Définition : commerçant
Le commerçant est défini par le Code de commerce à l’article L.121-1 comme étant « celui qui exerce des actes de commerce et en fait sa profession habituelle ». Cette définition implique deux éléments essentiels :
- L’accomplissement d’actes de commerce,
- Un exercice habituel, c’est-à-dire répété et dans un but lucratif.
La qualité de commerçant s’apprécie indépendamment de la forme juridique de l’entreprise. Ainsi, une personne physique ou une personne morale peut être commerçante dès lors qu’elle satisfait ces critères.
Actes de commerce
Les actes de commerce sont énumérés par les articles L.110-1 et L.110-2 du Code de commerce. Ces actes sont de trois types :
- Actes de commerce par nature (ex. : achat pour revente, opérations de banque, activités de transport, activités industrielles, etc.) ;
- Actes de commerce par la forme (ex. : lettres de change, sociétés commerciales par la forme) ;
- Actes de commerce par accessoire (actes effectués par un commerçant dans le cadre de son activité).
Conditions pour avoir la qualité de commerçant
Capacité juridique
Pour être commerçant, il faut avoir la capacité d’exercer une activité commerciale. En droit français, seules les personnes majeures non interdites d’exercice commerçant peuvent effectuer valablement des actes de commerce.
Les incapables majeurs (tutelle ou curatelle) ainsi que les mineurs (sauf exception sous certaines conditions) ne peuvent exercer une activité commerciale.
Inscription au registre du commerce et des sociétés (RCS)
En application de l’article L123-1 du Code de commerce, toute personne physique ou morale ayant la qualité de commerçant doit s’immatriculer au RCS. Cette formalité permet de donner une portée juridique, fiscale et administrative à cette qualité.
Ce devoir d’immatriculation permet :
- de rendre publique la situation juridique du professionnel ;
- d’assurer la transparence commerciale ;
- de bénéficier d’effets juridiques, notamment en matière de preuve.
Effets de la qualité de commerçant
Soumission au droit commercial
Le commerçant est soumis à un régime dérogatoire du droit civil : il relève du droit commercial, marqué par sa souplesse et ses exigences accrues en termes de preuve et de responsabilité.
Par exemple, le commerçant :
- peut prouver par tout moyen les actes de commerce entre commerçants ;
- est soumis au régime des tribunaux de commerce pour les litiges commerciaux ;
- doit respecter les obligations comptables spécifiques du commerce.
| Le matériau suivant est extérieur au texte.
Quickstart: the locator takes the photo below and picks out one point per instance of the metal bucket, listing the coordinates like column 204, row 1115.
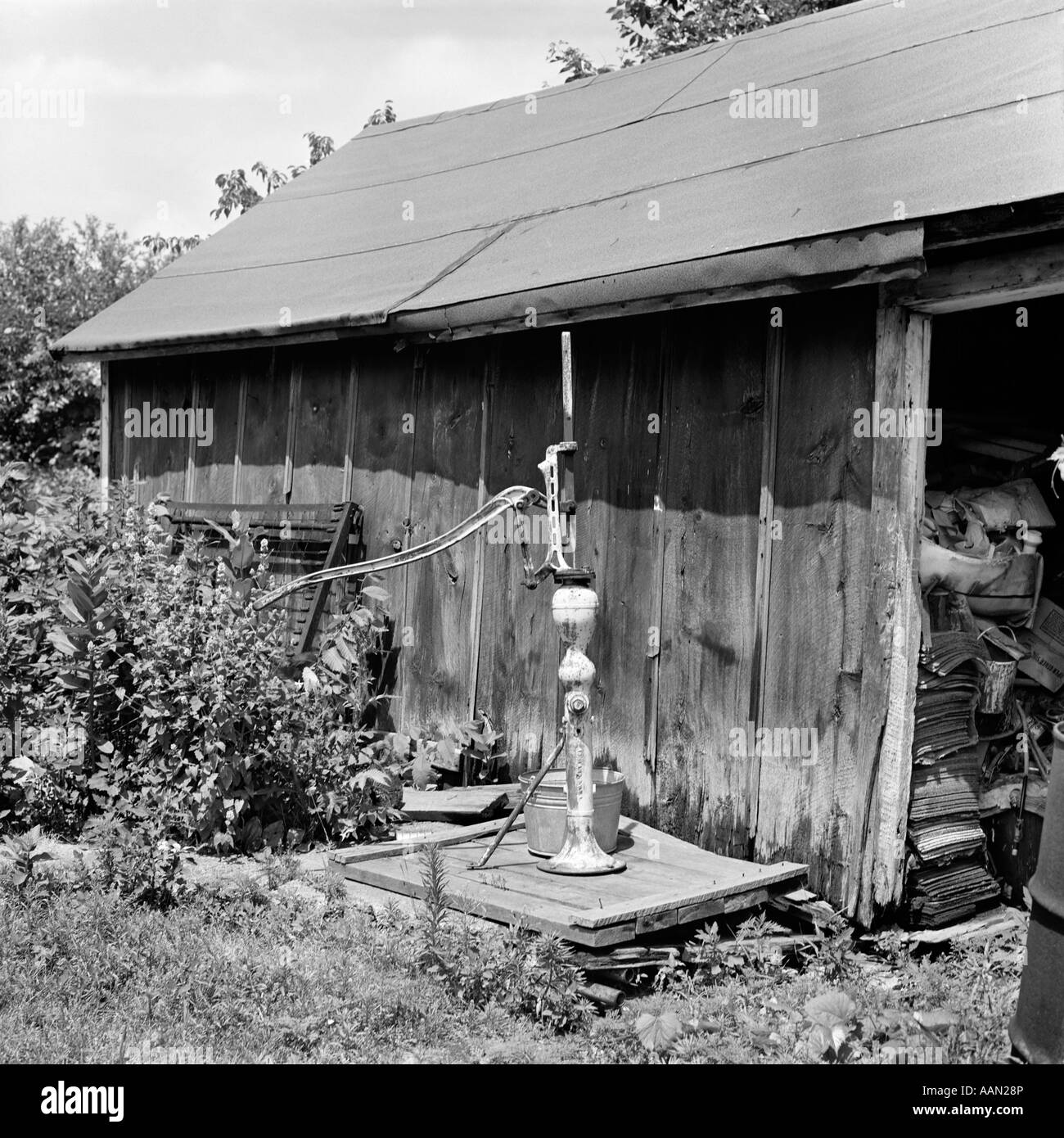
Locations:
column 545, row 811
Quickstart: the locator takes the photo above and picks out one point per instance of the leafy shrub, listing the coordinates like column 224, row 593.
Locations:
column 52, row 277
column 175, row 700
column 527, row 975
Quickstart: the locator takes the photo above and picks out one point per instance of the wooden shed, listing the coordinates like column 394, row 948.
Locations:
column 740, row 276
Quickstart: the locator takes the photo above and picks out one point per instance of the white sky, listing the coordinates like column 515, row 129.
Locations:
column 177, row 91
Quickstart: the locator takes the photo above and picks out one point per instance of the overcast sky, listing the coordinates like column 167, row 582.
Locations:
column 172, row 93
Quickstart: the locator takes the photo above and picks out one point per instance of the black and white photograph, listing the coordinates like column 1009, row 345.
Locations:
column 532, row 534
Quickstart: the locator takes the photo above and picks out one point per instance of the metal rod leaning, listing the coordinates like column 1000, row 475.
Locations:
column 532, row 788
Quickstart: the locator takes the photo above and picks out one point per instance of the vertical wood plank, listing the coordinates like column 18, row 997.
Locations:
column 516, row 676
column 652, row 666
column 322, row 417
column 617, row 376
column 766, row 518
column 166, row 384
column 891, row 641
column 352, row 411
column 105, row 432
column 241, row 422
column 265, row 431
column 490, row 376
column 446, row 485
column 196, row 367
column 818, row 585
column 219, row 382
column 713, row 490
column 382, row 455
column 294, row 391
column 122, row 377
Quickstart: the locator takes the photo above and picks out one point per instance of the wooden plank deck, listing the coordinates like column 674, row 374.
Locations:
column 667, row 882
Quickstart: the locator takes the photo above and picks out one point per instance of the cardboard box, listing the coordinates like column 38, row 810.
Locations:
column 1046, row 644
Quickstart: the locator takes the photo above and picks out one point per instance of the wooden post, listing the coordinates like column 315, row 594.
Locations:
column 490, row 373
column 294, row 384
column 891, row 634
column 352, row 418
column 190, row 463
column 241, row 421
column 763, row 580
column 105, row 431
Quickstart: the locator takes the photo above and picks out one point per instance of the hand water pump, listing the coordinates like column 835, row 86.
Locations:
column 574, row 609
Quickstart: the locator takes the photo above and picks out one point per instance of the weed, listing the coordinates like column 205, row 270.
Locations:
column 23, row 852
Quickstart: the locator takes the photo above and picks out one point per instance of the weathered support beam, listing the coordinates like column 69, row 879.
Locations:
column 1008, row 278
column 891, row 634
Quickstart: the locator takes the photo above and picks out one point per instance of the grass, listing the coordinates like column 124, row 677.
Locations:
column 267, row 969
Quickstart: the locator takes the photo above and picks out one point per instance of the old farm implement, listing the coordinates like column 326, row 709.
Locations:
column 667, row 882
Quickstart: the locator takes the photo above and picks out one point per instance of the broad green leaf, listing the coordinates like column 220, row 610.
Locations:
column 658, row 1032
column 831, row 1009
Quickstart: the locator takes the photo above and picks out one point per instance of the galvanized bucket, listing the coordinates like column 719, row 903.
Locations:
column 545, row 811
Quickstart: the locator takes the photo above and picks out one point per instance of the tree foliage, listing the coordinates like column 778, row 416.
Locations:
column 651, row 29
column 54, row 277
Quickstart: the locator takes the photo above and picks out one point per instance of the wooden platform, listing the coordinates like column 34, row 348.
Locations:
column 667, row 882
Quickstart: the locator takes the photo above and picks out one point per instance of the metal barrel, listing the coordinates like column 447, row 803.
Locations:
column 1037, row 1029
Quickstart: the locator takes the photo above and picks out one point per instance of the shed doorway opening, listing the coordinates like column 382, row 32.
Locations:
column 990, row 683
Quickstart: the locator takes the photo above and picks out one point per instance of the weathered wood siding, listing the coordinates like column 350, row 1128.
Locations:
column 724, row 504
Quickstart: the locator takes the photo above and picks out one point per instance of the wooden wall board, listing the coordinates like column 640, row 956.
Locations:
column 818, row 584
column 891, row 642
column 218, row 390
column 516, row 667
column 160, row 464
column 617, row 379
column 265, row 431
column 440, row 591
column 711, row 501
column 322, row 416
column 381, row 475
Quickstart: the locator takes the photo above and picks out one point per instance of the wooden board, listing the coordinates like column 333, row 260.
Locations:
column 265, row 431
column 381, row 461
column 437, row 658
column 219, row 391
column 322, row 413
column 891, row 635
column 818, row 584
column 516, row 666
column 434, row 805
column 711, row 499
column 160, row 463
column 617, row 379
column 413, row 838
column 665, row 878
Responsabilité professionnelle
Le commerçant engage sa responsabilité à plusieurs titres :
- Responsabilité personnelle (dans le cas de l’entreprise individuelle) : les dettes commerciales peuvent être recouvrées sur le patrimoine personnel, sauf dans les cas où un patrimoine professionnel est constitué.
- Responsabilité sociale (pour les sociétés commerciales) : les règles varient selon la forme juridique (SARL, SAS, etc.), mais il demeure des obligations légales communes liées à la gestion.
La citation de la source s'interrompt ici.